How this musician made beauty in isolation


It was early 2020. The songs had been mixed and mastered; the videos shot; the rollout planned.

You can guess what happened next. Rumors of a “novel coronavirus” turned into a global pandemic — the world withdrew. And that album, the one Saba had been so ready to release, no longer felt necessary.

“There was nothing wrong with that music,” the 27-year-old told CNN. “But being in isolation, and thinking and spending so much time with myself and my own thoughts, I was like, ‘Actually there’s enough of this.’ I don’t want to contribute to the noise. I want to be intentional.”

But there was no blueprint for making art during a worldwide health crisis.

Constant news of record deaths while fearing for the health of loved ones was a unique stressor. Then there was the persistent racist violence against Black and Asian communities that not only didn’t stop when the pandemic hit, it got worse.
Still, artists persisted. In April, barely a month into the pandemic, indie folk act Thao & The Get Down Stay Down made a music video for their song “Phenom” completely over Zoom. Electropop artist Charli XCX made her album “How I’m Feeling Now” at home in quarantine, workshopping songs live on Instagram with fans. Members of Spillage Village, a hip-hop collective consisting of J.I.D, Earthgang, Mereba and others, rented a home together in Atlanta and spent months creating “Spilligion” in their de facto art commune.
Eventually, Saba made his own album in the pandemic, too: “Few Good Things,” which dropped last month, complete with an accompanying short film.

But the realities of early quarantine made creativity elusive. In the past, you could get hit with sparks of inspiration just by being out and about, Saba said. When you’re just sitting at home, it’s harder — you have to work to make the spark happen.

“We had to depend less on the inspiration and more on the actual practice,” he said. “It’s like going to the gym or something. You have to build a habit.”

So he, like many people, took to Zoom. Alongside friends and collaborators (fellow musicians Joseph Chilliams, MFnMelo, Frsh Waters, Squeak and Daedae), Saba cultivated a virtual writing group with a challenge to write a full verse, 16 bars, in 16 minutes. Soon, the group grew to about 12 people. Sometimes, they would meet multiple times a week, always holding each other accountable. The creativity, then, flowed from their community.

When Saba started working on the new album, those larger sessions evolved into smaller ones between him and his two longtime producers, Daedae and Daoud.
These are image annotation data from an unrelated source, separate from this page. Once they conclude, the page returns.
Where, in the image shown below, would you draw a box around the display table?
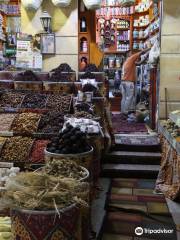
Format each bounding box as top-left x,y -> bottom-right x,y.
156,122 -> 180,200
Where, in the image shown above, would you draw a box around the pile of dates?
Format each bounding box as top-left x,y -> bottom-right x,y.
47,124 -> 91,154
14,70 -> 39,82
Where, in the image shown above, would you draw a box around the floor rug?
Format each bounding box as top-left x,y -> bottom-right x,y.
102,179 -> 177,240
112,113 -> 148,134
115,134 -> 159,146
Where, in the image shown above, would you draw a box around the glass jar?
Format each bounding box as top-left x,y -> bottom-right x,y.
109,57 -> 114,68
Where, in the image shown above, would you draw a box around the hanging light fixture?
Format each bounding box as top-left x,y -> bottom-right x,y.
40,11 -> 52,33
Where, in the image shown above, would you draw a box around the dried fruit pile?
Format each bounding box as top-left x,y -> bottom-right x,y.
11,113 -> 40,134
30,140 -> 49,163
22,93 -> 47,109
47,124 -> 90,154
0,137 -> 33,162
0,113 -> 16,131
38,111 -> 64,133
0,92 -> 24,108
66,111 -> 96,119
43,159 -> 87,180
46,94 -> 71,113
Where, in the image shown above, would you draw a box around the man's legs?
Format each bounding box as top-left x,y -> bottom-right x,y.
121,82 -> 135,113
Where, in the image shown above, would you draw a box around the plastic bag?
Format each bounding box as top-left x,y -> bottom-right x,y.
52,0 -> 71,7
148,40 -> 160,64
120,0 -> 135,7
83,0 -> 101,9
22,0 -> 43,10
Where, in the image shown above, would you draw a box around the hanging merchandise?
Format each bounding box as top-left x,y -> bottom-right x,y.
119,0 -> 135,7
22,0 -> 43,10
148,39 -> 160,64
52,0 -> 71,7
83,0 -> 101,9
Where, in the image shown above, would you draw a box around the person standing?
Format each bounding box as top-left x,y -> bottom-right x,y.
120,49 -> 149,114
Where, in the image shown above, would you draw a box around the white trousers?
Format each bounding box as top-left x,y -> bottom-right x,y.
121,81 -> 135,113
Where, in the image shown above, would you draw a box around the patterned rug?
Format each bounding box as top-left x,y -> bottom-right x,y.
112,113 -> 148,134
115,134 -> 160,146
102,179 -> 177,240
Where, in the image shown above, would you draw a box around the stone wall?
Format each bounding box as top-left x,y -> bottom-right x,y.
21,0 -> 78,71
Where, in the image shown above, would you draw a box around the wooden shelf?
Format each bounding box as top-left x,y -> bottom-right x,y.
104,50 -> 130,54
96,13 -> 134,20
133,36 -> 149,41
149,28 -> 159,37
134,8 -> 149,15
150,14 -> 159,23
117,28 -> 130,31
117,39 -> 130,42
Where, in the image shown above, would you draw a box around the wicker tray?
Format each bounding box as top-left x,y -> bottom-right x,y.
0,139 -> 34,165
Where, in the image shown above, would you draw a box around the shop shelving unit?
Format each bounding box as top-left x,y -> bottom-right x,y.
0,0 -> 21,69
133,0 -> 161,52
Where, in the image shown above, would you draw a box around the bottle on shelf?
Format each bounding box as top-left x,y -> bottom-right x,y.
80,17 -> 87,32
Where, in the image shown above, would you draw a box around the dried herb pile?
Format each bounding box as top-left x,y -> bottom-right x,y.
43,159 -> 87,180
0,172 -> 89,210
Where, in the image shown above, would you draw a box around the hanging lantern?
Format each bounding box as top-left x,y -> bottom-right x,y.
52,0 -> 72,7
40,11 -> 52,33
83,0 -> 101,9
22,0 -> 43,11
120,0 -> 136,7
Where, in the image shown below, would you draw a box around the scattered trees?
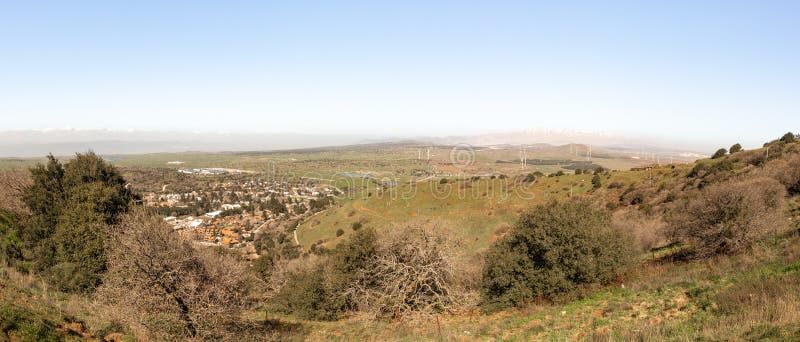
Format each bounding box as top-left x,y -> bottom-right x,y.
765,154 -> 800,196
482,201 -> 633,310
23,152 -> 133,292
669,178 -> 785,258
96,209 -> 253,340
592,173 -> 603,190
276,224 -> 475,320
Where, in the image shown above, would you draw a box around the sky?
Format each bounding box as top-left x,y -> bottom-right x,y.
0,0 -> 800,146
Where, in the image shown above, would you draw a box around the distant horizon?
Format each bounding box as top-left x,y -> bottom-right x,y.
0,0 -> 800,146
0,127 -> 785,158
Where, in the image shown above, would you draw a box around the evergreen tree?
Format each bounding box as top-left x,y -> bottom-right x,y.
23,152 -> 133,292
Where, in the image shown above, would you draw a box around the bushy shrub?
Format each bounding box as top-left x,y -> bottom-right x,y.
274,228 -> 377,320
96,209 -> 257,341
274,224 -> 474,320
592,174 -> 603,190
22,152 -> 134,292
669,178 -> 785,258
765,154 -> 800,196
482,201 -> 633,310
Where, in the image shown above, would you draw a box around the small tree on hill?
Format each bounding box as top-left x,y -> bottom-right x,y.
97,210 -> 255,341
482,201 -> 633,310
23,152 -> 133,292
592,174 -> 603,189
670,178 -> 786,258
711,148 -> 728,159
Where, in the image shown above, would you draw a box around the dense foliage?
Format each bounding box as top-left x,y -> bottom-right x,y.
670,178 -> 786,258
482,201 -> 633,310
22,152 -> 133,292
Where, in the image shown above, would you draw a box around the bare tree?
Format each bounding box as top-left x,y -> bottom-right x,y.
348,222 -> 480,316
97,209 -> 255,340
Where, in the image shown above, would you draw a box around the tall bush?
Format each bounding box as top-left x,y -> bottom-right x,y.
482,201 -> 633,310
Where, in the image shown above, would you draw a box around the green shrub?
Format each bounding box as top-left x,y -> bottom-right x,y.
22,152 -> 134,292
482,201 -> 633,310
669,178 -> 786,258
592,174 -> 603,190
0,210 -> 23,265
274,228 -> 377,321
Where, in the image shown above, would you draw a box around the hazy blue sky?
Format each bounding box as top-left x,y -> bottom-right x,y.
0,0 -> 800,147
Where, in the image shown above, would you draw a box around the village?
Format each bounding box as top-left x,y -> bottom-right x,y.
142,169 -> 337,260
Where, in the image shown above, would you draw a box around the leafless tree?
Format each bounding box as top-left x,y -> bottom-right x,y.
0,170 -> 31,217
347,222 -> 480,316
97,209 -> 256,340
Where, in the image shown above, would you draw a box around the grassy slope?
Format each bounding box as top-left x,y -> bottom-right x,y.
298,165 -> 689,252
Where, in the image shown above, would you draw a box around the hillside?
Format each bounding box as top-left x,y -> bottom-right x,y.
0,134 -> 800,341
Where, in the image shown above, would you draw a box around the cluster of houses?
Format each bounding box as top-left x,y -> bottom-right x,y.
143,175 -> 335,257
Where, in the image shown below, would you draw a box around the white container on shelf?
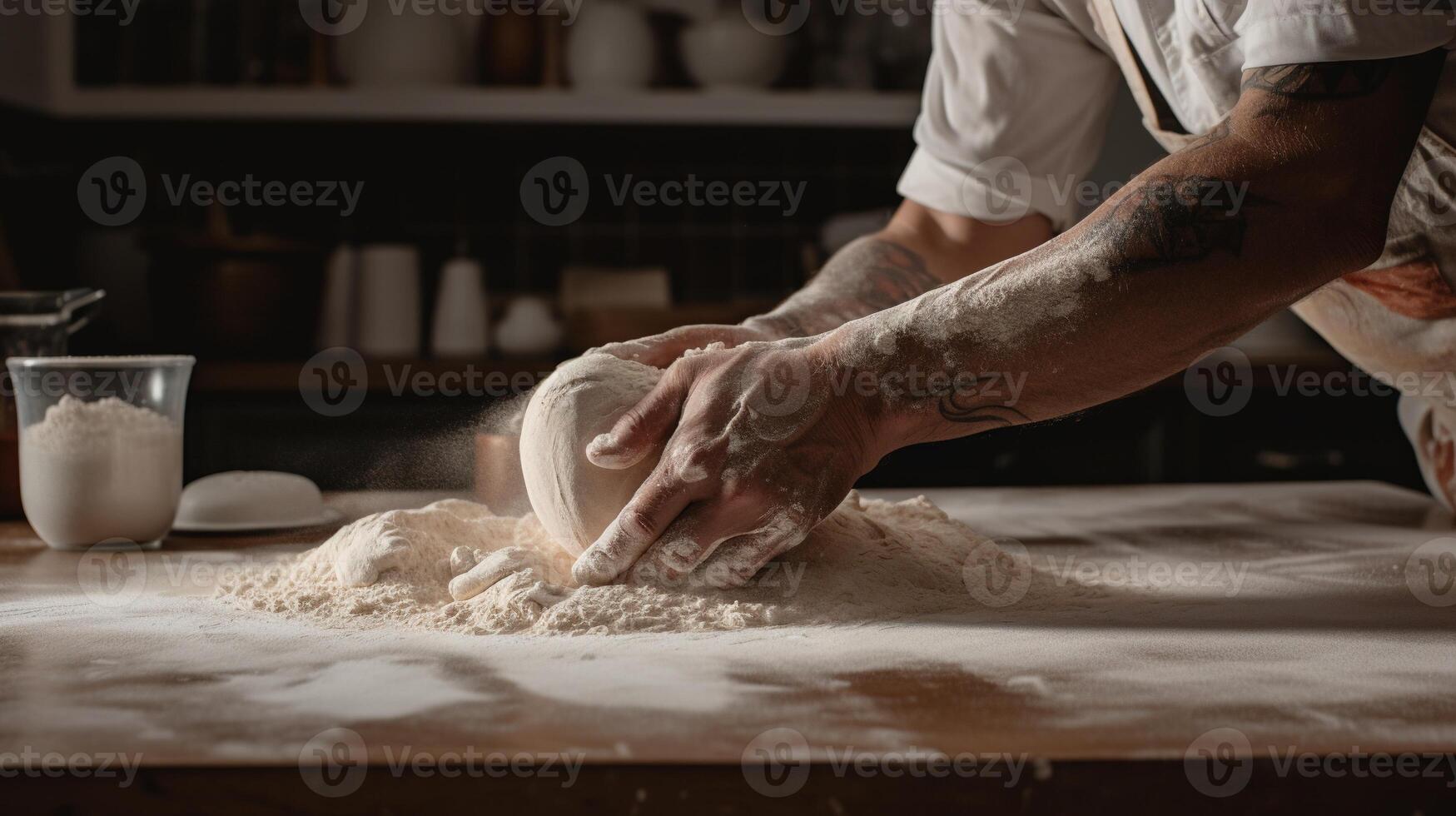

Because of the pandemic, they couldn’t just rent time in studios, like they could with previous projects. While recording 2018’s “Care For Me,” for example, Saba and the others gathered in Oakland, California to work on the project and would spend weeks at a time in the studio.

That wasn’t possible anymore. Instead, they fed each other audio from their respective computers, miles apart, and built songs from scratch.

There were some logistical issues, naturally — the three-hour time difference between them made scheduling difficult, for example. But the distance also, quite tangibly, impacted the music.

It’s most notable on the song “Fearmonger,” one of the tracks the trio made completely over Zoom. One person created the melody while another created the rhythm, but when they first played the riffs over the computer, there was a lag on Saba’s end. What he heard was completely different from what Daoud and Daedae heard.

Unlike in the past, Daoud (left) and Daedae only got together with Saba three times for studio sessions when working on the album.

Later, when they sent the instrument stem files to Saba for arranging, he was confused. At first, he thought it was wrong. That’s when they realized the issue.

Saba arranged the track based on how he originally heard it — speeding up the tempo as a result and creating a more funk-driven sound, different from anything they’d done in the past. That’s the version on the album.

“Some things that happen in production or in song lyrics, some of it is random sometimes. Some of it is just based on a mood or a feeling,” Saba said. “So working without that as the center of creation is … what we had to find out how to do while we were making these songs on Zoom.”

Without the collaborative studio time, without concerts to connect with fans, Covid-19 forced many artists back to square one, Saba said. They had to look inward: What artist do you want to be? What songs do you like? What message do you want to send?

The last two years have come with setbacks, of course. But it also pushed many artists to embrace being uncomfortable. It’s easy to become stagnant, to become complacent, in your art. By forcing that discomfort, Covid-19 cultivated a new sense of exploration — and that’s where the best art comes from, Saba said.

In that sense, the pandemic hasn’t just been about finding new ways to be creative. For artists like Saba, it has reshaped their relationship with creativity altogether.